Unlike almost every rent control law in the country, the ordinance passed by St. Paul voters includes no exemption for new construction...
A radical rent control measures capping increases at 3% passed in St. Paul Minnesota.
The payback was immediate.
In last Tuesday's municipal election, 52 percent of voters approved Question 1, an ordinance that puts a hard annual 3 percent cap on rent increases. It makes no allowances for inflation or exemptions for vacant apartments and new construction that are typical in other rent control policies.
The new ordinance doesn't go into effect until May 2022. Nevertheless, several real estate companies with large projects in the works have already announced that they're pulling their permit applications.
That includes Ryan Companies. Local NBC affiliate KARE 11 reports that the company pulled applications for three buildings in its proposed 3,800-unit Highland Bridge project.
Other developers are singing a similar tune.
"We, like everybody else, are re-evaluating what—if any—future business activity we'll be doing in St. Paul," Jim Stolpestad, founder of development company Exeter, told the Minneapolis Star-Tribune.
The Star-Tribune reports that developers have also been calling Nicolle Goodman, the city's director of planning and economic development, to say that they were placing hundreds of new units on hold in response to the passage of rent control.

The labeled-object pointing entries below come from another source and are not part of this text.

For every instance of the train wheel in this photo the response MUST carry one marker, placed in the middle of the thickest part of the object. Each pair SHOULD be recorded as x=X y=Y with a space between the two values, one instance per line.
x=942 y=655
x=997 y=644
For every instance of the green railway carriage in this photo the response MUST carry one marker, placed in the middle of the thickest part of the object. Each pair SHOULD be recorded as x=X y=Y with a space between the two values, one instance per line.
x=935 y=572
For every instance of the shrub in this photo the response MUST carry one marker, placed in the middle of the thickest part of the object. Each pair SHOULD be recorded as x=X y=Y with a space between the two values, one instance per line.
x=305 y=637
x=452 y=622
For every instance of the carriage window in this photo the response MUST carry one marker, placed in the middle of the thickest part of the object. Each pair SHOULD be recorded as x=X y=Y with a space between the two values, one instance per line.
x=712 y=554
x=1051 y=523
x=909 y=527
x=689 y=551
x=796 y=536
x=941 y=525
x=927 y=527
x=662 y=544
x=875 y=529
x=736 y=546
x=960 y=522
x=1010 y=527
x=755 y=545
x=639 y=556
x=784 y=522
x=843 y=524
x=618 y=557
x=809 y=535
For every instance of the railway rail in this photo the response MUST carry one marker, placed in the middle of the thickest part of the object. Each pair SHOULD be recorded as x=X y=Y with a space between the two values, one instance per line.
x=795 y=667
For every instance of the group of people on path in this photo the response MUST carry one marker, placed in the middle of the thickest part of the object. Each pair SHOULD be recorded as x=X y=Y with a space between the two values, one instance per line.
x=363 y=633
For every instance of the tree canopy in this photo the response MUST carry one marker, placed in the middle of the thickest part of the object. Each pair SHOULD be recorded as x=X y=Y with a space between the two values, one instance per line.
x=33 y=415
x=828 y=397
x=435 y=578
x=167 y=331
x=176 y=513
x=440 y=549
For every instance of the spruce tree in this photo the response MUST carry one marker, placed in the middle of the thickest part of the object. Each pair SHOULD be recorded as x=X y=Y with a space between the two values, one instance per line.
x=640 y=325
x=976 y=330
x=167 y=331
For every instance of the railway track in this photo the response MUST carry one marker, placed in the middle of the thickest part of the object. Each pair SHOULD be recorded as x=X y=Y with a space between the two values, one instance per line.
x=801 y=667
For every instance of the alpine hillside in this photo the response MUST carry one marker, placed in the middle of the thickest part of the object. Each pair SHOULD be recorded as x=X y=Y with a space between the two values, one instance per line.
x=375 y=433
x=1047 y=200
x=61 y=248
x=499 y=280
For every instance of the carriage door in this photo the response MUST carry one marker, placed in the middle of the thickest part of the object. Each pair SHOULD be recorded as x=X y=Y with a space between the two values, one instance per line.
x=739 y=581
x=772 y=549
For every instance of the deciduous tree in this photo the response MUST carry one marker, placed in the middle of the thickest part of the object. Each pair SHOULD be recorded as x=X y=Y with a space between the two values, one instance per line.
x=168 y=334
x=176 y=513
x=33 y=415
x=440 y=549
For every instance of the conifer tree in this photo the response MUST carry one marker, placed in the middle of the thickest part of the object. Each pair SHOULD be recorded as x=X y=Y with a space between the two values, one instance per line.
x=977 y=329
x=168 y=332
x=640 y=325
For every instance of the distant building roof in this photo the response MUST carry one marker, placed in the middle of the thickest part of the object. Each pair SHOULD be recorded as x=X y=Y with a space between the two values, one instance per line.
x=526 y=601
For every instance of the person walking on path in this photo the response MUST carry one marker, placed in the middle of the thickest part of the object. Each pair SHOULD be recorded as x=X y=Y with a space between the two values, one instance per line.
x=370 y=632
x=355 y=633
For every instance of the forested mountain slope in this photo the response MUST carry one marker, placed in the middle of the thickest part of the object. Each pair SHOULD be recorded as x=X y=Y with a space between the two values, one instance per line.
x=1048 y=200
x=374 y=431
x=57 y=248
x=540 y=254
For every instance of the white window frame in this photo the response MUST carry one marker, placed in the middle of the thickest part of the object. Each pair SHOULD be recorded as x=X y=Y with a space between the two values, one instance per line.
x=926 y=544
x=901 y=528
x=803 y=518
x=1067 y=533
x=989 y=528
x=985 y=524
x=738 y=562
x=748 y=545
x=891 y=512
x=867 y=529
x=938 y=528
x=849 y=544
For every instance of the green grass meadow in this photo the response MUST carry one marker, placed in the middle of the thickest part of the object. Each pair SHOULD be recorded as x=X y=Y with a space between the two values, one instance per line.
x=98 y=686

All of this could well encourage landlords to just get out of the rental market altogether and sell their properties to owner-occupiers. Rising home values in St. Paul, where prices have increased 12 percent in the last year, only make this option more attractive for landlords.
This is what happened in San Francisco where an expansion of preexisting rent controls led to a 15 percent reduction in the supply of rental housing, according to one 2018 study. That study found that incumbent tenants benefited handsomely from the limits on rent increases but that their windfall came "at the great expense of welfare losses from future inhabitants."
Despite the insanity of doing something that's tried and failed everywhere, St. Paul voters upped the ante by passing the most restrictive measure ever.
Blame Mayor Melvin Carter. He backed the initiative and it only barely passed.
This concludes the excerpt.